View source: R/simulate_missing_data_array.R
simulate_missing_data_array | R Documentation |
Some data sets have a lot of missing markers. If this is the case, it is not OK to just do the simulations as if there is no missing data. This function wraps up a lot of different steps that can be taken to try to get more accurate "first-pass" FPRs and FNRs for situations with a lot of missing data. The steps are:
Tabulate the distribution of the number of informative (i.e., not missing in either member of the pair) markers, across all pairs. (Note, this requires that you have an actual data set that you are trying to do relationship inference in.)
Estimate missingness rates per locus, and from that calculate the rate of missingness in pairs, under a simple independence assumption.
Simulate Q_ij values at a series of different numbers of non-missing loci to calculate FPRs and FNRs for those.

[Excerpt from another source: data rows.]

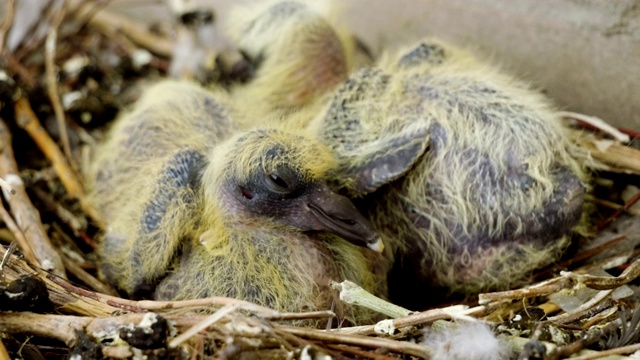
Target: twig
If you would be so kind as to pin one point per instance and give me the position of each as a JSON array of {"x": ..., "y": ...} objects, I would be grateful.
[
  {"x": 615, "y": 206},
  {"x": 87, "y": 278},
  {"x": 358, "y": 340},
  {"x": 355, "y": 295},
  {"x": 301, "y": 316},
  {"x": 52, "y": 84},
  {"x": 601, "y": 354},
  {"x": 596, "y": 123},
  {"x": 606, "y": 282},
  {"x": 110, "y": 24},
  {"x": 210, "y": 320},
  {"x": 613, "y": 153},
  {"x": 19, "y": 236},
  {"x": 18, "y": 68},
  {"x": 587, "y": 254},
  {"x": 617, "y": 213},
  {"x": 580, "y": 311},
  {"x": 584, "y": 341},
  {"x": 360, "y": 353},
  {"x": 66, "y": 217},
  {"x": 26, "y": 215},
  {"x": 6, "y": 25},
  {"x": 27, "y": 120},
  {"x": 4, "y": 354},
  {"x": 425, "y": 317},
  {"x": 5, "y": 186},
  {"x": 544, "y": 288},
  {"x": 5, "y": 257}
]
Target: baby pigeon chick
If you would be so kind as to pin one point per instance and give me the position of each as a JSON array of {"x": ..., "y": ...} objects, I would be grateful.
[
  {"x": 298, "y": 53},
  {"x": 203, "y": 212},
  {"x": 465, "y": 172}
]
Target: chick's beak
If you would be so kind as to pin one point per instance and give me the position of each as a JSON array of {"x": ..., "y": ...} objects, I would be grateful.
[{"x": 336, "y": 214}]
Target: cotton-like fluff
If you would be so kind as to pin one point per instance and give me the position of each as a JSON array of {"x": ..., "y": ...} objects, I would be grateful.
[
  {"x": 465, "y": 341},
  {"x": 195, "y": 207}
]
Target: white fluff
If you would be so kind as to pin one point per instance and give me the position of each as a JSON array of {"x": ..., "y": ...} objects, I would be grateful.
[{"x": 465, "y": 341}]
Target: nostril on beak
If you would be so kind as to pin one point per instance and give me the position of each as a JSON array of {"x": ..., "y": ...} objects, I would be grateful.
[{"x": 347, "y": 221}]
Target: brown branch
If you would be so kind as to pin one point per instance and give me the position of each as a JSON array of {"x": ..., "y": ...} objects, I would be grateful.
[
  {"x": 544, "y": 288},
  {"x": 617, "y": 213},
  {"x": 21, "y": 240},
  {"x": 52, "y": 84},
  {"x": 6, "y": 25},
  {"x": 87, "y": 278},
  {"x": 629, "y": 349},
  {"x": 360, "y": 353},
  {"x": 605, "y": 282},
  {"x": 26, "y": 215},
  {"x": 110, "y": 24},
  {"x": 28, "y": 121},
  {"x": 358, "y": 340},
  {"x": 4, "y": 354}
]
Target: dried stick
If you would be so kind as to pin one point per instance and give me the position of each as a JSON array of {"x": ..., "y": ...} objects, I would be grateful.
[
  {"x": 26, "y": 215},
  {"x": 358, "y": 340},
  {"x": 360, "y": 353},
  {"x": 72, "y": 299},
  {"x": 617, "y": 213},
  {"x": 27, "y": 120},
  {"x": 87, "y": 278},
  {"x": 110, "y": 24},
  {"x": 544, "y": 288},
  {"x": 595, "y": 123},
  {"x": 210, "y": 320},
  {"x": 6, "y": 25},
  {"x": 601, "y": 354},
  {"x": 52, "y": 84},
  {"x": 4, "y": 354},
  {"x": 605, "y": 282},
  {"x": 614, "y": 153},
  {"x": 21, "y": 240},
  {"x": 613, "y": 205}
]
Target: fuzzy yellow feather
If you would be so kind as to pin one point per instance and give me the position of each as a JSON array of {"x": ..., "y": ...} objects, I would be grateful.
[
  {"x": 466, "y": 172},
  {"x": 198, "y": 203}
]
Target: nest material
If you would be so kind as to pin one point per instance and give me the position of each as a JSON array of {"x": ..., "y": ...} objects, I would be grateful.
[{"x": 56, "y": 114}]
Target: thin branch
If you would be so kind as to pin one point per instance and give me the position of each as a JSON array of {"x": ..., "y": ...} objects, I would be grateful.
[
  {"x": 21, "y": 240},
  {"x": 358, "y": 340},
  {"x": 26, "y": 215},
  {"x": 52, "y": 84},
  {"x": 110, "y": 24},
  {"x": 8, "y": 22},
  {"x": 4, "y": 354},
  {"x": 210, "y": 320},
  {"x": 596, "y": 123},
  {"x": 27, "y": 120}
]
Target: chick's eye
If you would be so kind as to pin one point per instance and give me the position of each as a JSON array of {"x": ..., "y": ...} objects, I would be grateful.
[{"x": 278, "y": 184}]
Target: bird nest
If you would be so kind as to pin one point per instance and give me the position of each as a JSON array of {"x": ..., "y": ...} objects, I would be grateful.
[{"x": 57, "y": 93}]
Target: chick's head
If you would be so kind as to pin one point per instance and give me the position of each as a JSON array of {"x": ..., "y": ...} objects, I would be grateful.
[{"x": 271, "y": 174}]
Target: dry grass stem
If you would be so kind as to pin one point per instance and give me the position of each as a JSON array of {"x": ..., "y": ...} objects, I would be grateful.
[
  {"x": 26, "y": 215},
  {"x": 21, "y": 240},
  {"x": 354, "y": 294},
  {"x": 52, "y": 84},
  {"x": 28, "y": 121},
  {"x": 210, "y": 320},
  {"x": 111, "y": 24},
  {"x": 7, "y": 23},
  {"x": 596, "y": 123}
]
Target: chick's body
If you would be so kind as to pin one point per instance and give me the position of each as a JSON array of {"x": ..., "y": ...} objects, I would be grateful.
[
  {"x": 466, "y": 173},
  {"x": 194, "y": 207}
]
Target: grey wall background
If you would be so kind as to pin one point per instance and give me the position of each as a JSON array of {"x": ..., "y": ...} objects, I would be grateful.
[{"x": 585, "y": 54}]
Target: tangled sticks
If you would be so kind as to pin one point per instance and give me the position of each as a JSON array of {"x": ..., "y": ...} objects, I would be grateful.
[{"x": 463, "y": 171}]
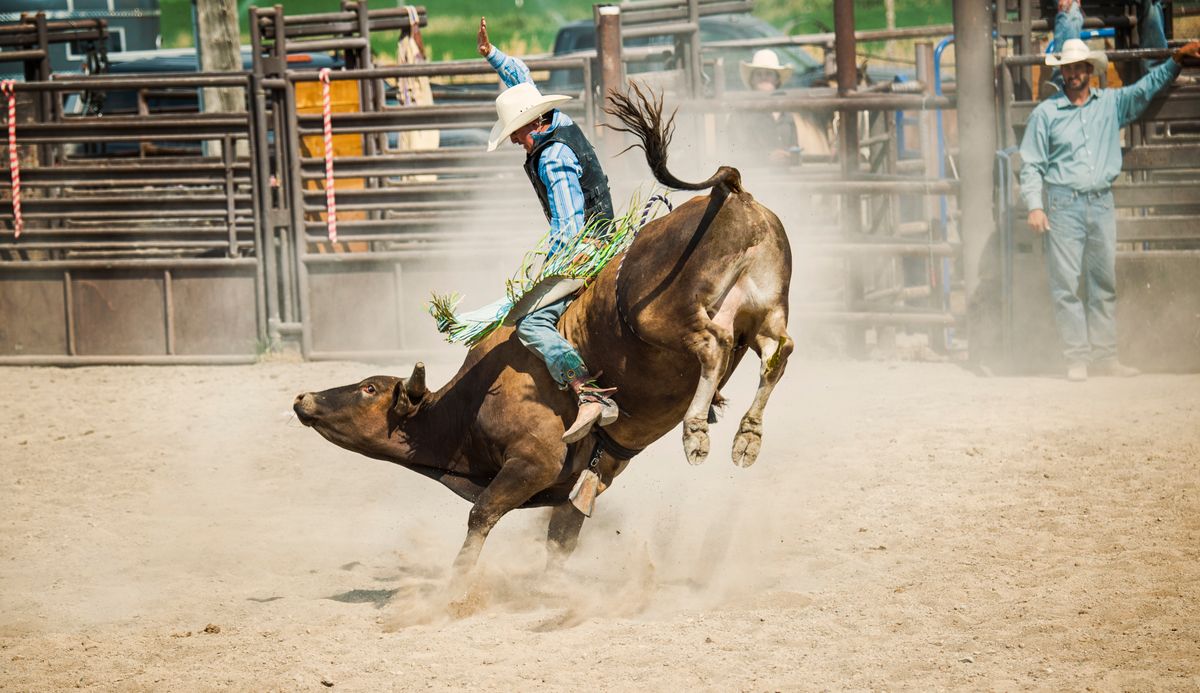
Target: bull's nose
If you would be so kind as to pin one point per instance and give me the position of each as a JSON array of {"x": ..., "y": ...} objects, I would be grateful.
[{"x": 305, "y": 407}]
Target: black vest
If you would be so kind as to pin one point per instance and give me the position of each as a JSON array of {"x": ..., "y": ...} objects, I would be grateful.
[{"x": 597, "y": 199}]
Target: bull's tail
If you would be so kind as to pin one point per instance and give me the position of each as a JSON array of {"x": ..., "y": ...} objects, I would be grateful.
[{"x": 642, "y": 116}]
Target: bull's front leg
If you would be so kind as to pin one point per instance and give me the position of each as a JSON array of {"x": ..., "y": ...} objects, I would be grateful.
[
  {"x": 562, "y": 535},
  {"x": 519, "y": 480}
]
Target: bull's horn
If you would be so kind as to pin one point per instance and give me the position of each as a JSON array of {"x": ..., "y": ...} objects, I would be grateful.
[{"x": 415, "y": 384}]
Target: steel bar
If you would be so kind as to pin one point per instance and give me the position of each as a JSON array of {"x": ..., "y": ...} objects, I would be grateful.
[
  {"x": 69, "y": 302},
  {"x": 827, "y": 38},
  {"x": 801, "y": 103},
  {"x": 1114, "y": 55},
  {"x": 850, "y": 205},
  {"x": 135, "y": 80},
  {"x": 22, "y": 55},
  {"x": 130, "y": 264},
  {"x": 975, "y": 64},
  {"x": 168, "y": 306},
  {"x": 23, "y": 245},
  {"x": 370, "y": 356},
  {"x": 447, "y": 68},
  {"x": 940, "y": 249}
]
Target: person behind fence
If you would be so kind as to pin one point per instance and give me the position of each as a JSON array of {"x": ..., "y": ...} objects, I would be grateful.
[
  {"x": 1071, "y": 154},
  {"x": 780, "y": 136},
  {"x": 573, "y": 188},
  {"x": 1069, "y": 23}
]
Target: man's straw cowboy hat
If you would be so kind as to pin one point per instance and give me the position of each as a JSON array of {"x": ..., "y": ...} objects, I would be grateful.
[
  {"x": 766, "y": 59},
  {"x": 1075, "y": 50},
  {"x": 520, "y": 106}
]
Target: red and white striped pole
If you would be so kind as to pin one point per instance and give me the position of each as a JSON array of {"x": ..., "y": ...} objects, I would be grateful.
[
  {"x": 330, "y": 202},
  {"x": 9, "y": 88}
]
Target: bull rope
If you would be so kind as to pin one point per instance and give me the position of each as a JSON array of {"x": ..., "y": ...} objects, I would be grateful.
[
  {"x": 10, "y": 89},
  {"x": 328, "y": 119}
]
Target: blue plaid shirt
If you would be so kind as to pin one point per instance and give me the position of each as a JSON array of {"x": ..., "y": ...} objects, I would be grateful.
[{"x": 558, "y": 167}]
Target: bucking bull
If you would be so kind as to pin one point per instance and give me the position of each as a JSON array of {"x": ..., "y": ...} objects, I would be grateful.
[{"x": 667, "y": 323}]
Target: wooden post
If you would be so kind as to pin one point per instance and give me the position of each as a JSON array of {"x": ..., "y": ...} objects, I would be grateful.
[
  {"x": 612, "y": 66},
  {"x": 220, "y": 52}
]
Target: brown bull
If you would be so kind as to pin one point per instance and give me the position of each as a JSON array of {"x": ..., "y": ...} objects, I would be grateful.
[{"x": 667, "y": 323}]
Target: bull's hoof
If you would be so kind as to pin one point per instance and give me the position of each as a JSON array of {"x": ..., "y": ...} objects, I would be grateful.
[
  {"x": 695, "y": 440},
  {"x": 747, "y": 443}
]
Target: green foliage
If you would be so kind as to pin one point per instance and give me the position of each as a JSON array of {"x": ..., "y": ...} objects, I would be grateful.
[
  {"x": 526, "y": 28},
  {"x": 531, "y": 25},
  {"x": 815, "y": 16}
]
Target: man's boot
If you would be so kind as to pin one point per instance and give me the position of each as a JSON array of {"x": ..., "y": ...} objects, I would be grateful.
[{"x": 595, "y": 405}]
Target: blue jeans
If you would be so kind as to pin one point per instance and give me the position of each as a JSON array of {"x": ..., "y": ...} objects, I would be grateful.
[
  {"x": 539, "y": 332},
  {"x": 1083, "y": 240}
]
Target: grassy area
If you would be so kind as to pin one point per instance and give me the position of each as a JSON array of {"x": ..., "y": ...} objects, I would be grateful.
[{"x": 528, "y": 26}]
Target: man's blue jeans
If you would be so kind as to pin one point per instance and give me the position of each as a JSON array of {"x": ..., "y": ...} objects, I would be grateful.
[
  {"x": 539, "y": 332},
  {"x": 1083, "y": 240}
]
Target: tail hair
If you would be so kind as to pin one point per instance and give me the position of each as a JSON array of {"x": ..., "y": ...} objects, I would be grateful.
[{"x": 641, "y": 112}]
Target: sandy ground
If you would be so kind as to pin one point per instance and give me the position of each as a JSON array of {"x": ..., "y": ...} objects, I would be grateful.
[{"x": 907, "y": 526}]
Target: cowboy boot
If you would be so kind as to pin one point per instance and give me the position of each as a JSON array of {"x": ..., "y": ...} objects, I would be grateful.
[{"x": 595, "y": 405}]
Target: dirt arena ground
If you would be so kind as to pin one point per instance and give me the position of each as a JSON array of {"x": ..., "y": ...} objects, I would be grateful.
[{"x": 907, "y": 526}]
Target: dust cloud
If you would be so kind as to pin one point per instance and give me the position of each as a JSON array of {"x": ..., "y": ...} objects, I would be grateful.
[{"x": 982, "y": 532}]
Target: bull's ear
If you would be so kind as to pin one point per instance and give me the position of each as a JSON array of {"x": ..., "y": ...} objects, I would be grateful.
[
  {"x": 415, "y": 384},
  {"x": 400, "y": 403}
]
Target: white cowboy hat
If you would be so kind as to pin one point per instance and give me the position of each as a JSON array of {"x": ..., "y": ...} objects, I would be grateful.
[
  {"x": 1075, "y": 50},
  {"x": 520, "y": 106},
  {"x": 766, "y": 59}
]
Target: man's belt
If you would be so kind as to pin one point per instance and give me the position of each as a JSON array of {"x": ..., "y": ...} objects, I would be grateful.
[{"x": 1074, "y": 193}]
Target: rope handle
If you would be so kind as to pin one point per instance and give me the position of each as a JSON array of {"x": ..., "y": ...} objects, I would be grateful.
[
  {"x": 330, "y": 198},
  {"x": 10, "y": 89}
]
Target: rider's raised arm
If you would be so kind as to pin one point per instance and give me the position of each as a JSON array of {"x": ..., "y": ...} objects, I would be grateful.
[{"x": 511, "y": 70}]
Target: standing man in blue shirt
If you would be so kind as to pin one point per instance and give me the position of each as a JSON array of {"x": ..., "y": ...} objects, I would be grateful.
[
  {"x": 1072, "y": 154},
  {"x": 573, "y": 188}
]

simulate_missing_data_array(LG, C, num_points = 11, num_cores = 1, ...)
LG |
the genotypes in long format. It must have the columns Indiv (unique IDs of the individuals), Locus, gene_copy (must be 1 or 2 denoting which of the two gene copies in a diploid each allele is), and Allele, which must be a character. If there are any missing genotypes in the data frame, they must appear as NAs in the Allele column. |
C |
the ckmr object upon which to base the simulations. |
num_points |
the number of different values between the lowest observed number of pairwise non-missing genotypes and the highest, inclusive, that simulations will be performed for. |
num_cores |
Number of cores to parallelize the simulations over (using mclapply) from the parallel package. On Windows, parallelization is not available from forking so this must remain equal to 1 on Windows. |
... |
Arguments passed on to
|
This function returns a list. More on that later.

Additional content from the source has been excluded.